Figure 1. Three-plane architecture. Every client speaks to the gateway; the gateway is the only thing that speaks to MCP servers. The registry, auth machinery, RBAC engine, and health/circuit-breaker subsystems all share state inside the control plane.

Walking the discovery path step by step:

  1. The agent sends tools/list to the gateway with its bearer token. It does not enumerate servers; it doesn't know about servers.
  2. The gateway runs inbound authentication — validate the token, resolve it to a user, team, or virtual account. The auth docs list four inbound methods: PAT, Virtual Account Token, IdP JWT, and TrueFoundry OAuth.
  3. The gateway queries the registry for all servers in the caller's tenant where the resolved identity is a collaborator. Indexed read.
  4. For each accessible server, the gateway returns its cached_tool_schema when one is current — the path that runs in steady state — and falls back to a fresh upstream tools/list only on cache miss or after a listChanged invalidation (§7).
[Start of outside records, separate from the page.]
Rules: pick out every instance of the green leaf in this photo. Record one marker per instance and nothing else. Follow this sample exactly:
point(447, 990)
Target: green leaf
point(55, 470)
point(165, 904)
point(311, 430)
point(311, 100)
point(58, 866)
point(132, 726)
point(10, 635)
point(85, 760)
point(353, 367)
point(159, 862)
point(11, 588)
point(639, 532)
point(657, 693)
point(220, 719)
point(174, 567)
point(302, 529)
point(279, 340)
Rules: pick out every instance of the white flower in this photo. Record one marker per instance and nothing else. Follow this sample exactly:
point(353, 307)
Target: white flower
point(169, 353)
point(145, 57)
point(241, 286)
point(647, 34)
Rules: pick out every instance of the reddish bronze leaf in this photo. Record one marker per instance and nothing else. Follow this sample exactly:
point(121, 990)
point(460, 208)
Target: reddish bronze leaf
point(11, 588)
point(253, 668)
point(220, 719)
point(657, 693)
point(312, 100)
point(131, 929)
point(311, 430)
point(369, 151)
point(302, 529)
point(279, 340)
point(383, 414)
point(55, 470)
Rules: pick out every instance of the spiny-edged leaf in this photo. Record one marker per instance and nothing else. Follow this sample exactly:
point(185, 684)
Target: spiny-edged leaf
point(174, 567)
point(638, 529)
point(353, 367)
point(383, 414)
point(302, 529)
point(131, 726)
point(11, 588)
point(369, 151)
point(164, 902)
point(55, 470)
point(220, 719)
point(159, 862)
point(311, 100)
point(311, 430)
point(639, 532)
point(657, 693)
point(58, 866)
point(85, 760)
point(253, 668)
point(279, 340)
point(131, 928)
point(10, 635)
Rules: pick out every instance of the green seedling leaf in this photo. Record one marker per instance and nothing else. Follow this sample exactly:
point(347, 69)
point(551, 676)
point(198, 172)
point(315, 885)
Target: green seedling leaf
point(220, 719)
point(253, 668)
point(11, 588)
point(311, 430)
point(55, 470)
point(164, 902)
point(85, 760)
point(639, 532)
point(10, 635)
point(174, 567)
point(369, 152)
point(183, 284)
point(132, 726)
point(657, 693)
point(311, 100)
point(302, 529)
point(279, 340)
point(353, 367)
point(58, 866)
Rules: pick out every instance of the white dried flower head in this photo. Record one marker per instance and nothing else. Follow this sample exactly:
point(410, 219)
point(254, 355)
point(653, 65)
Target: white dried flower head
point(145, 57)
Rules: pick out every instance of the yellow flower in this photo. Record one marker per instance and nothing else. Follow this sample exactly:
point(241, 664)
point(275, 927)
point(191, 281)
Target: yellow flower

Synchronous fan-out to every upstream on every caller request would be operationally untenable.
  5. The aggregated list is filtered against tool-level RBAC. Continental's on-call agent is a collaborator on fleet-telemetry-readonly but is still denied write tools — those require a separate role.
  6. The gateway returns one consolidated tools/list. The agent's wiring doesn't have to track which upstream server each tool came from — though tool names, descriptions, and error messages can still telegraph origin in practice, which is why gateways often namespace tool names by server.
Figure 2.tools/list sequence for an autonomous agent. The dashed opt block fires only when fleet-telemetry is healthy; if the circuit breaker is open (§8), the gateway skips that fan-out entirely and the agent simply never sees those tools in the response.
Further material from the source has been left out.